Summary: Field "org.apache.catalina.tribes.transport.bio.util.FastQueue.enabled" should be volatile.
Product: Tomcat 7 Reporter: Mohsen Vakilian <reprogrammer>
Component: CatalinaAssignee: Tomcat Developers Mailing List <dev>
Status: RESOLVED FIXED    
Severity: normal CC: reprogrammer
Priority: P2    
Version: trunk   
Target Milestone: ---   
Hardware: PC   
OS: Linux   

Description Mohsen Vakilian 2011-11-18 23:29:32 UTC
The boolean flag "org.apache.catalina.tribes.transport.bio.util.FastQueue.enabled" may be read/written by multiple threads concurrently (See <http://svn.apache.org/repos/asf/!svn/bc/1203897/tomcat/trunk/java/org/apache/catalina/tribes/group/interceptors/MessageDispatchInterceptor.java>). Therefore, accesses to it should be properly synchronized. It is sufficient to make this boolean flag volatile to protect access to it.
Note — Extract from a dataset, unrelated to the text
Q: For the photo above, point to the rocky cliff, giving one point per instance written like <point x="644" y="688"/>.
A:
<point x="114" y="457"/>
See <https://www.securecoding.cert.org/confluence/display/java/VNA00-J.+Ensure+visibility+when+accessing+shared+primitive+variables> for more information about this bug pattern.
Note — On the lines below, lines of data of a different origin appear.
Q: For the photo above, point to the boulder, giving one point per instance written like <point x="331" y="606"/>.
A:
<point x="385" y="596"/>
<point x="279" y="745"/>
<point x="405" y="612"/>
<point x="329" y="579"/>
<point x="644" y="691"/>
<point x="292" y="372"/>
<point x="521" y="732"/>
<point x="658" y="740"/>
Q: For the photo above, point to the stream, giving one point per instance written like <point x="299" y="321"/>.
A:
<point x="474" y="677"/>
Keshmesh (https://keshmesh.cs.illinois.edu/) is an Eclipse plugin that
analyzes the source code of Java programs for common concurrency bug patterns. We used Keshmesh to detect this concurrency bug pattern.
Comment 1 Mohsen Vakilian 2011-11-18 23:31:22 UTC
(In reply to comment #0)
> The boolean flag
> "org.apache.catalina.tribes.transport.bio.util.FastQueue.enabled" may be
> read/written by multiple threads concurrently (See
> <http://svn.apache.org/repos/asf/!svn/bc/1203897/tomcat/trunk/java/org/apache/catalina/tribes/group/interceptors/MessageDispatchInterceptor.java>).
> Therefore, accesses to it should be properly synchronized. It is sufficient to
> make this boolean flag volatile to protect access to it.
> 
> See
> <https://www.securecoding.cert.org/confluence/display/java/VNA00-J.+Ensure+visibility+when+accessing+shared+primitive+variables>
> for more information about this bug pattern.
> 
> Keshmesh (https://keshmesh.cs.illinois.edu/) is an Eclipse plugin that
> analyzes the source code of Java programs for common concurrency bug patterns.
> We used Keshmesh to detect this concurrency bug pattern.

I made a typo in the URL of Keshmesh the correct URL is <http://keshmesh.cs.illinois.edu/>.
Comment 2 Mohsen Vakilian 2011-11-25 19:02:47 UTC
Please note that the underlying problem is similar to Bug 48235.

Keshmesh <http://keshmesh.cs.illinois.edu/> detected the unprotected flag "FastQueue.enabled" when we annotated "org.apache.catalina.tribes.group.interceptors.MessageDispatchInterceptor.run()" as an entry method.
Comment 3 Mark Thomas 2011-12-23 21:16:31 UTC
Fixed in trunk and 7.0.x and will be included in 7.0.24 onwards.